Please refer to the Visa Waiver Program Passport Requirements on the United States CBP website for additional details on passport requirements.
Passports, regardless of the type, must be valid for six months past the expected stay in the United States (unless country-specific agreements provide exemptions). This is a requirement for all categories of passports - regular, diplomatic, and official - when the traveler is seeking to enter the United States for business or tourist purposes, for a maximum of 90 days.
If you are a traveler from a VWP country and your passport does not meet these requirements, you may want to consider obtaining a new VWP-compliant passport from the passport issuing authority in your country of citizenship. Otherwise you cannot travel under VWP and you must obtain a visa in your valid passport for entry into the United States.
every person coming form the UK requires to get a visa , I know as I;m form there and done this many times plus have family and friends who do the same.
I forget what it is called but it’s a green card you fill out and a white card.
Once you get to immigration on this side you have to present your passport and visa.
You used to fill them out on the plane but now have to give your name to the travel agents or who you’re flying with and then wait for the visa to be sent to you.
It’s a 90 day visa
An interesting tid-bit, earlier last year:
What is a 6-year-old Indian American girl doing on US terror list?
WASHINGTON: Santhosh Thomas, an Indian-American doctor, is at a loss to understand how his 6-year-old daughter Alyssa turned up on the US government’s terror watch list or how to get her off it.

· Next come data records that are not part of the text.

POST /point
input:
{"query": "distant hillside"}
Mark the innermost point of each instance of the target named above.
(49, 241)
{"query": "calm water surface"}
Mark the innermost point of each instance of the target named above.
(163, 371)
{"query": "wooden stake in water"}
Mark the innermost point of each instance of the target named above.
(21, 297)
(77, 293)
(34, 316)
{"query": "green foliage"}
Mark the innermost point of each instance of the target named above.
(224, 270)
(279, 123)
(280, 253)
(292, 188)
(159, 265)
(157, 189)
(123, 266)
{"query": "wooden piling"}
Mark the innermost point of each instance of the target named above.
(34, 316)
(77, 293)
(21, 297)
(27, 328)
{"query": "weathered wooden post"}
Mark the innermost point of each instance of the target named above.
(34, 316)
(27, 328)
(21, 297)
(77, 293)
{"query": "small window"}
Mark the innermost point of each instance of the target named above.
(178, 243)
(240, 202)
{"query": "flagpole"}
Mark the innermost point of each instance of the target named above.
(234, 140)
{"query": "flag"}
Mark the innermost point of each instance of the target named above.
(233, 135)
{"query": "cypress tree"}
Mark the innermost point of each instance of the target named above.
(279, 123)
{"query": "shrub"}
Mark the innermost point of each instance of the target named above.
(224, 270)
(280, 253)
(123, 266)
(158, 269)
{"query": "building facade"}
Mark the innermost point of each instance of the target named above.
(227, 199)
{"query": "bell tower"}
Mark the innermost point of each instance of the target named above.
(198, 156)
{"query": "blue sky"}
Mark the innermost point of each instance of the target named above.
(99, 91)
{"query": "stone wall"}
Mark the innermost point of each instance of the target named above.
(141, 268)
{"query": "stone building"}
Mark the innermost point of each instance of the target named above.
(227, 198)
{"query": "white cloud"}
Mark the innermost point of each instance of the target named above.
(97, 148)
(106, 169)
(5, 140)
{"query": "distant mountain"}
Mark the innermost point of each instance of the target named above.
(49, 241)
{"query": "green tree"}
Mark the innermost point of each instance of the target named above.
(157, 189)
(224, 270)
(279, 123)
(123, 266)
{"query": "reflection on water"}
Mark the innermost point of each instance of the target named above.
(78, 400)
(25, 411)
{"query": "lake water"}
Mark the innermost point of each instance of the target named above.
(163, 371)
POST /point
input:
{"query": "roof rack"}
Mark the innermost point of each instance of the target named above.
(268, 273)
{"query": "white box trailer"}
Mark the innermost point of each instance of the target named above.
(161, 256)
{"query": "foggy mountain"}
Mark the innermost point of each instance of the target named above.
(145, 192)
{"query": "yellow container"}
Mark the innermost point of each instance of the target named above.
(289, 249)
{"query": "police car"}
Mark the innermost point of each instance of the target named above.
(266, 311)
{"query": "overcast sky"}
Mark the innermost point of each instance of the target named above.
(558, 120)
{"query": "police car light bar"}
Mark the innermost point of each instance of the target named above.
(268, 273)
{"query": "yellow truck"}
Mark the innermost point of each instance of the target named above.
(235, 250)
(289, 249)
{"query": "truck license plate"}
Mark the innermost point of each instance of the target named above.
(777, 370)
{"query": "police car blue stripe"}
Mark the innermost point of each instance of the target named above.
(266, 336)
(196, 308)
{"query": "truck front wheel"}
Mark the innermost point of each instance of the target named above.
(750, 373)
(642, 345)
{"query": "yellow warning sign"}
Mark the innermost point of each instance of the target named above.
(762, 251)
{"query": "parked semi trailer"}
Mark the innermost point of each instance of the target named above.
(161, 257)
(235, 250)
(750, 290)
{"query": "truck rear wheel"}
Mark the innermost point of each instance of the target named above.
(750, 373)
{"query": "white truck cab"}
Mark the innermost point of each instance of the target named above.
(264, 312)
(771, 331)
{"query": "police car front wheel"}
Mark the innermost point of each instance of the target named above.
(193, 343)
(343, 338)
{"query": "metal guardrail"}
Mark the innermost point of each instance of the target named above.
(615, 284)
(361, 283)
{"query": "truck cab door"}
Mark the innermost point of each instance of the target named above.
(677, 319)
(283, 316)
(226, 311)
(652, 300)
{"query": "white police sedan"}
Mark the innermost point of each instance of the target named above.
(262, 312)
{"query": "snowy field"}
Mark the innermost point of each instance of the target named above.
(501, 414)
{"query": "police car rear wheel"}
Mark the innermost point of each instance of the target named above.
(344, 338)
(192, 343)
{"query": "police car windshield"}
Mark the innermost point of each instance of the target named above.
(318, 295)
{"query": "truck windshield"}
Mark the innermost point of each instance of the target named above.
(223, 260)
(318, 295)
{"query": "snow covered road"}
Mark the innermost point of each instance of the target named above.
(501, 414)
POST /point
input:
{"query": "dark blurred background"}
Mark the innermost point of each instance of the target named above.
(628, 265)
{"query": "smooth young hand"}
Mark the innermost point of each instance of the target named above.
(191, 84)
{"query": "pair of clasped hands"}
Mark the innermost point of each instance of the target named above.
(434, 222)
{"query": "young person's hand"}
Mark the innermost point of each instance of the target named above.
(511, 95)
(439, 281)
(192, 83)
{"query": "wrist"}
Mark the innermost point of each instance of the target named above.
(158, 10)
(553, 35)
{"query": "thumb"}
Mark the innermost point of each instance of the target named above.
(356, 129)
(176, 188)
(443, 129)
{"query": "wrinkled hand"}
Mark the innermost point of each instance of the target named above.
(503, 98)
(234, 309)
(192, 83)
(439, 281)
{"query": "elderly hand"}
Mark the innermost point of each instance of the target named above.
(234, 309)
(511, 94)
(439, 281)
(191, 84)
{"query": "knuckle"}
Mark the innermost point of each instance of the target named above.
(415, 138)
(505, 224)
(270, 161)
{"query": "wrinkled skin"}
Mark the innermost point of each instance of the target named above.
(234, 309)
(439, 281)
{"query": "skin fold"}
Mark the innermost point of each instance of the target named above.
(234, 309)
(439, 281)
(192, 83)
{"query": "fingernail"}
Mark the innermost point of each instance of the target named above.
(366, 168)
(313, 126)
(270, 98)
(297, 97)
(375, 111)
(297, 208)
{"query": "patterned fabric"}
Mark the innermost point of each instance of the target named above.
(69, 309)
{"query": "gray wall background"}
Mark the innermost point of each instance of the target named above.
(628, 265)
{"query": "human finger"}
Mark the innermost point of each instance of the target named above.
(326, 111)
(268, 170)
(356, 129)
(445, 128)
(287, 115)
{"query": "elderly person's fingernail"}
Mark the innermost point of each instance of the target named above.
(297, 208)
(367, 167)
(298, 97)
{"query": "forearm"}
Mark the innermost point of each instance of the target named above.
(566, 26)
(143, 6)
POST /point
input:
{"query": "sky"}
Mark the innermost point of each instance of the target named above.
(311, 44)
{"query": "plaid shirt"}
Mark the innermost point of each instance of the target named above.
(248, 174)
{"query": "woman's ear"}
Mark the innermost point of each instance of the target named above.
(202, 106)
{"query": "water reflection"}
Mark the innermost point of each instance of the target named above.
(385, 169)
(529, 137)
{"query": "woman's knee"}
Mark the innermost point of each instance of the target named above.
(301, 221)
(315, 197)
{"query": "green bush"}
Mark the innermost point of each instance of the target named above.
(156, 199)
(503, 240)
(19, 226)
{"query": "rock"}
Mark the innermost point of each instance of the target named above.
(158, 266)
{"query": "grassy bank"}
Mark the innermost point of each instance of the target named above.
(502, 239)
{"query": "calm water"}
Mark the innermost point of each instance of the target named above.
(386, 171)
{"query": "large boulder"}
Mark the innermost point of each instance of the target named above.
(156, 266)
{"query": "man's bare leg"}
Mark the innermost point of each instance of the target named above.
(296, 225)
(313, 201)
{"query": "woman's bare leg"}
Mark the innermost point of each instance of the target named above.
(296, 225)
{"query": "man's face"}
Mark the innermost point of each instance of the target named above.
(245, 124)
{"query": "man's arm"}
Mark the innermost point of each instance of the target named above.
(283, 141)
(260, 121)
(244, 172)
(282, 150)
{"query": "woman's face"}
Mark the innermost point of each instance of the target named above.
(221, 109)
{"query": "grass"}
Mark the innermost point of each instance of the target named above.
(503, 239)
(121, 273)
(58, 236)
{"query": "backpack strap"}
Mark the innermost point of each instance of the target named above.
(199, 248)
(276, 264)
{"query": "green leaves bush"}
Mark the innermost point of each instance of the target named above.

The worst thing Alyssa has ever done is probably threatening her sister and that the doctor from Westlake, Ohio, says he’s sure is not enough to land her on the no-fly list of suspected terrorists.
“She may have threatened her sister, but I don’t think that constitutes Homeland Security triggers,” Thomas said.
An airline ticket agent informed the family of their predicament when they embarked on recent trip from Cleveland to Minneapolis. “They said, ‘Well, she’s on the list.’ We’re like, okay, what’s the story? What do we have to do to get off the list? This isn’t exactly the list we want to be on,” Thomas was quoted as saying.
The Thomases were allowed to fly that day, but authorities told them to contact the US Department of Homeland Security to clear up the matter. Now they’ve received a letter from the government addressed to 6-year-old Alyssa, telling her that nothing in her file will be changed.
Federal authorities have acknowledged that such a no-fly list exists, but as a matter of national security, they won’t comment on whose names are on it nor why.
“The watch lists are an important layer of security to prevent individuals with known or suspected ties to terrorism from flying,” an unnamed spokesman for the Transportation Security Administration told Fox News.
“She’s been flying since she was two-months old, so that has not been an issue,” Alyssa’s dad said. “In fact, we had travelled to Mexico in February and there were no issues at that time.”
That’s likely because of a recent change by the Transportation Security Administration, which used to check only international passengers’ names against the no-fly list, but since earlier this month has been checking domestic passengers as well.
The Thomases told CNN they plan on appealing Alyssa’s status to the US Department of Homeland Security again, and will be sure to leave plenty of extra time for check-in the next time they fly.
Now this is incompetence on the part of the security agencies. The case on this thread where parents took the wrong passport and attempted entry without the appropriate visa, honestly, is not. The border agents did the right thing, by the book, in the South African case.